New fellowship programme helps healthcare staff to train less privileged peers overseas

Healthcare staff from the National University Hospital are now able to tap on an extra $120,000 a year to train their peers in South-east Asia and China. -- ST FILE PHOTO
Healthcare staff from the National University Hospital are now able to tap on an extra $120,000 a year to train their peers in South-east Asia and China. -- ST FILE PHOTO

SINGAPORE - Healthcare staff from the National University Hospital (NUH) are now able to tap on an extra $120,000 a year to train their peers in South-east Asia and China.

This follows a donation of US$1 million (S$1.3 million) by the Fung Foundation, the philanthropic arm of global supplies management firm Li & Fung supported by Dr Victor Fung, Fung Group Chairman, and Dr William Fung, Fung Group Deputy Chairman, with their personal funds.

The US$2 million will be put in the National University of Singapore's endowment fund and the returns - about $120,000 annually - will be invested in sending NUH staff or National University of Singapore (NUS) medical faculty abroad to teach medical skills.

It can also be used to bring young doctors and medical staff from developing countries to gain experience at the NUH.

The Fung Clinical Fellowship programme was announced by global supplies management tycoon Victor Fung, Group chairman of Fung Group, on Friday at the Fung Healthcare Leadership Summit in Singapore.
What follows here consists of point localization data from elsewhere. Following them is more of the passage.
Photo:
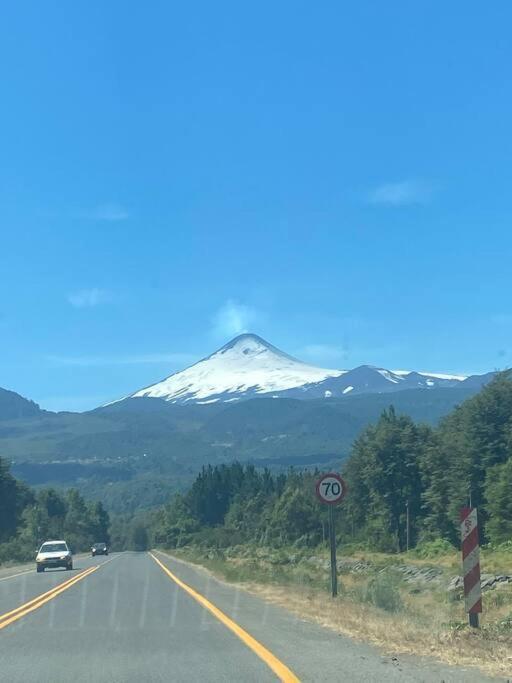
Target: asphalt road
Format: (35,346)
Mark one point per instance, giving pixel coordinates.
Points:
(126,618)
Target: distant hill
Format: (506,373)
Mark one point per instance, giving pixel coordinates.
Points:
(133,453)
(249,367)
(13,406)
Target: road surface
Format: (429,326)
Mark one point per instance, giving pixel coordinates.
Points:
(146,617)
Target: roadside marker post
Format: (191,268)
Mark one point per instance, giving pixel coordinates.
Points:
(471,563)
(330,490)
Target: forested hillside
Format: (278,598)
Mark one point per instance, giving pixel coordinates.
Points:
(27,518)
(394,464)
(132,454)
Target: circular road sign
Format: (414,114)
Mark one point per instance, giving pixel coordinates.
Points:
(331,488)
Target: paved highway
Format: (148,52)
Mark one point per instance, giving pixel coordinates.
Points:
(145,617)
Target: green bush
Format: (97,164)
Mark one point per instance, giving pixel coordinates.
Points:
(436,548)
(381,591)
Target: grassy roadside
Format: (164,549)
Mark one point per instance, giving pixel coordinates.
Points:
(399,603)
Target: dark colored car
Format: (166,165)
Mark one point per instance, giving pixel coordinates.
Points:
(99,549)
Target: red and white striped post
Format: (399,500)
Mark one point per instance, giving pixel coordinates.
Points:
(471,563)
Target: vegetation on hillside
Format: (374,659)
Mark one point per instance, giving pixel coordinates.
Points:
(27,518)
(395,465)
(134,453)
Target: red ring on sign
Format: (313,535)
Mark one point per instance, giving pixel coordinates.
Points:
(343,486)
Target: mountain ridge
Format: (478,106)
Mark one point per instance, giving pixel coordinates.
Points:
(248,366)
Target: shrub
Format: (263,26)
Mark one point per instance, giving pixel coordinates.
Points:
(381,591)
(436,548)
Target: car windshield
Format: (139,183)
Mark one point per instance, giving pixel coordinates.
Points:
(53,548)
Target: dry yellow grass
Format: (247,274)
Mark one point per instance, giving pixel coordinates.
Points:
(423,627)
(397,633)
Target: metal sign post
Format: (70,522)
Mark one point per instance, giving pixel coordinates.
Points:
(330,490)
(471,564)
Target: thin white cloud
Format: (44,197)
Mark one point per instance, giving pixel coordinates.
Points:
(174,359)
(110,212)
(323,353)
(234,318)
(88,298)
(401,193)
(501,318)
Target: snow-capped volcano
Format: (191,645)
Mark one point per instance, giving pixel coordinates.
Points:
(248,366)
(245,366)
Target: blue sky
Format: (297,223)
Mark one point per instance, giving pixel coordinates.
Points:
(334,176)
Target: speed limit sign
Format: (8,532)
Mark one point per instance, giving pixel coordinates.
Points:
(331,488)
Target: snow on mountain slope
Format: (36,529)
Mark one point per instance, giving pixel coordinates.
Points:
(248,366)
(245,366)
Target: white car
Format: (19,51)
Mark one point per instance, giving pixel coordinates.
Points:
(54,554)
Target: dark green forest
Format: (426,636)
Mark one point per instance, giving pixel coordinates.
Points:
(27,518)
(394,464)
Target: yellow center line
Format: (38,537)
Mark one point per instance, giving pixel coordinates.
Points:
(35,603)
(12,576)
(281,670)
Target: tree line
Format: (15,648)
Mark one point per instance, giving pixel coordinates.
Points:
(406,484)
(29,517)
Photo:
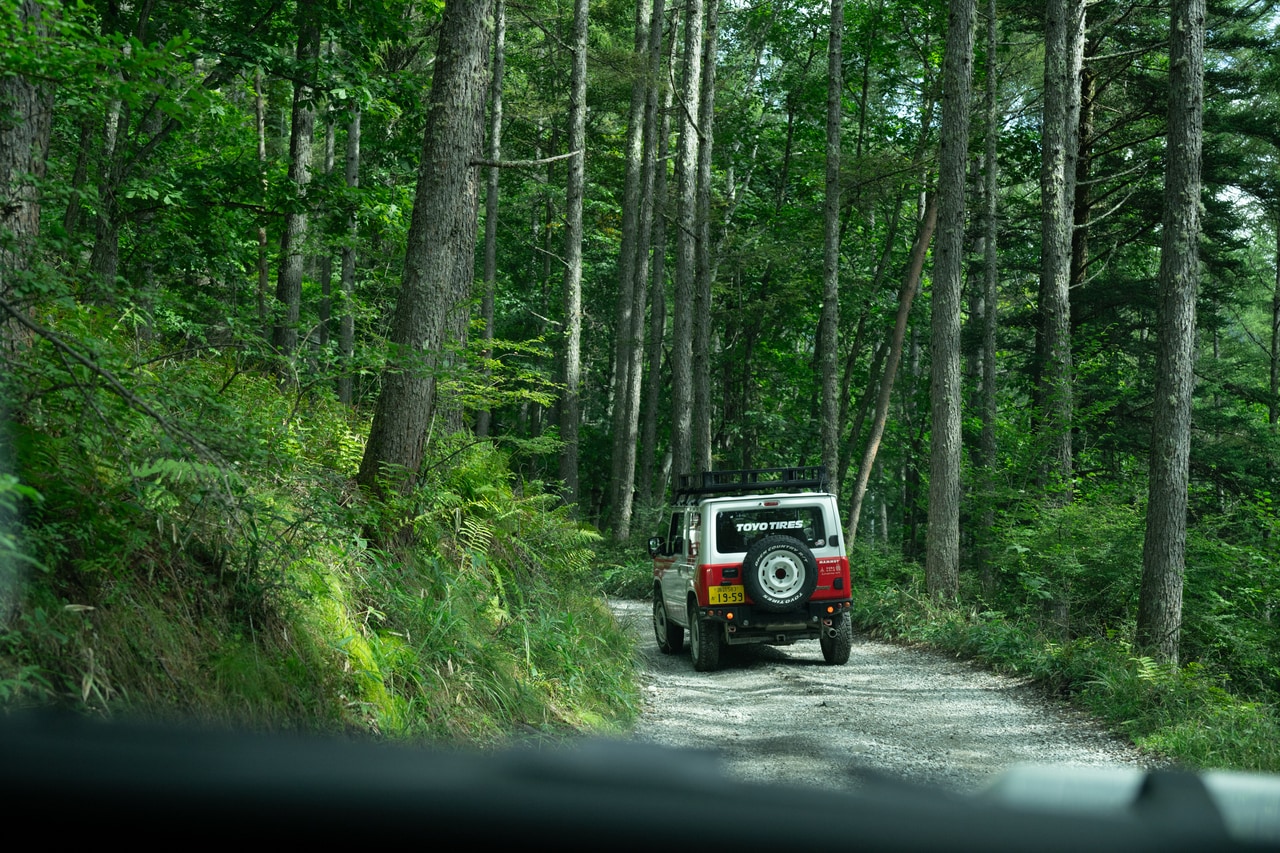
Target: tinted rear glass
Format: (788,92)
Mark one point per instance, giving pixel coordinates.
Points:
(737,529)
Its president Professor Tsui Lap Chee said: "This is our way of returning to the community."

Associate Professor Sunil Sethi, who heads NUH's department of laboratory medicine, said: "Previously, we had to plan these overseas trips on an ad-hoc basis, beg, steal or borrow to raise funds. Now we don't need worry about funding.
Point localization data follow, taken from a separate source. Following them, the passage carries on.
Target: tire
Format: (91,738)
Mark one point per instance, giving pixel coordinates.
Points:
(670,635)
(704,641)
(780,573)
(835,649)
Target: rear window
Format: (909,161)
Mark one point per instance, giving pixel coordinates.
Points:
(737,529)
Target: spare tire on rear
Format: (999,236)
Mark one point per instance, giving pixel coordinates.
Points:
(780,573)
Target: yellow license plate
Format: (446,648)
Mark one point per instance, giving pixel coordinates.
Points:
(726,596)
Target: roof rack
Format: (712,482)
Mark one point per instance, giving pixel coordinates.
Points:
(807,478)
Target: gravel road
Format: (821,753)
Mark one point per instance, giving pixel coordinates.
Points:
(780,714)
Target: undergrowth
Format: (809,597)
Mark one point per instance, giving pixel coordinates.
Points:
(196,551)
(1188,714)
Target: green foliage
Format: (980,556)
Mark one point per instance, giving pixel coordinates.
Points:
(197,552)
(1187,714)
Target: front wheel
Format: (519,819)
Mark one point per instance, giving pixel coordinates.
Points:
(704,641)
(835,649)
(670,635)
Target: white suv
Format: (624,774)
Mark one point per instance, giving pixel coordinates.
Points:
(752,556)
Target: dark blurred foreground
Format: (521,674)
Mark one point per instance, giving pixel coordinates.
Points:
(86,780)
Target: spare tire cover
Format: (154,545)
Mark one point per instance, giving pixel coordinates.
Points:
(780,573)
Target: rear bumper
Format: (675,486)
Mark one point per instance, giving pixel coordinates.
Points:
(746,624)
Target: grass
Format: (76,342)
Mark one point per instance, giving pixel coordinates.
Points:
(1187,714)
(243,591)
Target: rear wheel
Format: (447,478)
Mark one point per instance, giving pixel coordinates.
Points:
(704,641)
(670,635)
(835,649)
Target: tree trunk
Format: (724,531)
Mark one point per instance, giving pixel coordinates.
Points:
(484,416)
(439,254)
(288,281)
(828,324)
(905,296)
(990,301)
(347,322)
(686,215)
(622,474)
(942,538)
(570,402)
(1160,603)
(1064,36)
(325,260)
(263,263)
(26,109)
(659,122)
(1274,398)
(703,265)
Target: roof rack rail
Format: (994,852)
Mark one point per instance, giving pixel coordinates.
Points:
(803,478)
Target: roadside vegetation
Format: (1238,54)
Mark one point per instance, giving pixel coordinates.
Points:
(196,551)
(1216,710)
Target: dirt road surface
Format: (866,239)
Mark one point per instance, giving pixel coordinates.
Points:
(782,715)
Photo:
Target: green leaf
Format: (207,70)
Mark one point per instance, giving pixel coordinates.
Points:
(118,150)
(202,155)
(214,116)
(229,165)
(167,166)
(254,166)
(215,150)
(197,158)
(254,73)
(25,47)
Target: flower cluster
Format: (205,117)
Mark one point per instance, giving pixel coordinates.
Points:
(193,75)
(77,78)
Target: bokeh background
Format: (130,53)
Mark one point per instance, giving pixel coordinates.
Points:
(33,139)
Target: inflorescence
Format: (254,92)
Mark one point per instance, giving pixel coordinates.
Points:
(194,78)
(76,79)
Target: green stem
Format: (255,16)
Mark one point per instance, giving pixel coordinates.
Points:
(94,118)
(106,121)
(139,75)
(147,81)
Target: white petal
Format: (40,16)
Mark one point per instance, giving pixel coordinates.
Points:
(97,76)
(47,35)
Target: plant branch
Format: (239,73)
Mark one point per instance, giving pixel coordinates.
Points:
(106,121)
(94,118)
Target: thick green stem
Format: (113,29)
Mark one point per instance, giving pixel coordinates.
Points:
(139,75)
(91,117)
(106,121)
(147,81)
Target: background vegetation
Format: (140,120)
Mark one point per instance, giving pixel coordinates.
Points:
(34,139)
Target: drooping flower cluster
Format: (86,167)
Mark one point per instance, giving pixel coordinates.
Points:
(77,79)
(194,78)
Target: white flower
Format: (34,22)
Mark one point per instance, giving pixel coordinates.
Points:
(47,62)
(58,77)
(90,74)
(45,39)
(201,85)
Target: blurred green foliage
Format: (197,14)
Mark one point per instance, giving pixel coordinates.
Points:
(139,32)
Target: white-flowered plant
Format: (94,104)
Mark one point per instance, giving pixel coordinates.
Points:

"We can also plan for a series of programmes, so there is continuity in training overseas peers, not just a one-off thing."
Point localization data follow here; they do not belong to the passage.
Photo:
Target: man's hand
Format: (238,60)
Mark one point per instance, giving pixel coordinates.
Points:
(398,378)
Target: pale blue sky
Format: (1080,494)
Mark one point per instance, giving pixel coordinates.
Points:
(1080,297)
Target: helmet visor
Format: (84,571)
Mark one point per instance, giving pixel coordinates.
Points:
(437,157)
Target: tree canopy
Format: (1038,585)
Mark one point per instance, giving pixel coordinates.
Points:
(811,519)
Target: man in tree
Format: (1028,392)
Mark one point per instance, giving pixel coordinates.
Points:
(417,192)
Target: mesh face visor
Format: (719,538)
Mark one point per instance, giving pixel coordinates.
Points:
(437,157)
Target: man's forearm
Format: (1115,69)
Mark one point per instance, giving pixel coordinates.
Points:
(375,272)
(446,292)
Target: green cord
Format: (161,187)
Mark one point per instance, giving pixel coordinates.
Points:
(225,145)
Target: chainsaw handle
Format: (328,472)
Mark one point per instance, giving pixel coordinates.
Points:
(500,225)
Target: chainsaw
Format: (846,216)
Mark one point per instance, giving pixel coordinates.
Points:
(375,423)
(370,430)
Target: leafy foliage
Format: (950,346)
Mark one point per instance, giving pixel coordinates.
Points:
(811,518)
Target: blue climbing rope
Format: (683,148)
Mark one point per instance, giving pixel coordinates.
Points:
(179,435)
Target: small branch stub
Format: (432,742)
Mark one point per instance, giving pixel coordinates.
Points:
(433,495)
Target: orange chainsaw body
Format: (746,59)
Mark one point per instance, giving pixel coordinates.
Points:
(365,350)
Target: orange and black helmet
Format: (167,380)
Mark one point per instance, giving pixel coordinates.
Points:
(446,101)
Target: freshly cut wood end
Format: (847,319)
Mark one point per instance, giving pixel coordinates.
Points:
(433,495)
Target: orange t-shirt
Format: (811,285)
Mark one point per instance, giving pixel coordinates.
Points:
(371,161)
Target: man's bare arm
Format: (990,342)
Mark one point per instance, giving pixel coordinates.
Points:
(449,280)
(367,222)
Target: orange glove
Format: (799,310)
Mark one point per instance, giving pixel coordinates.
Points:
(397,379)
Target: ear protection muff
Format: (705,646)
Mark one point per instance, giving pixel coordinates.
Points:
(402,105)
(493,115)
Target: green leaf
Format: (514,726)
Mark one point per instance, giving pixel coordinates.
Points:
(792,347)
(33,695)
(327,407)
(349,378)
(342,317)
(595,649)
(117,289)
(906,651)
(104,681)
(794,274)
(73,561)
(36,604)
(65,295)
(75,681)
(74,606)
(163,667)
Last month, an NUH team went to Kunming, China, to train peers in rehabilitation care. "A patient who has suffered a stroke can be left on the bed, developing bed sores and it becomes depressing," Prof Sethi said. "Or they can be well rehabilitated, on their feet up and about. Good training in rehab care makes all the difference."

The fund is open to the NUH's medical professionals including doctors, nurses and allied health workers. Because the endowment will take time to generate returns, the Fung foundation has also donated an extra US100,000($134,000) for immediate use.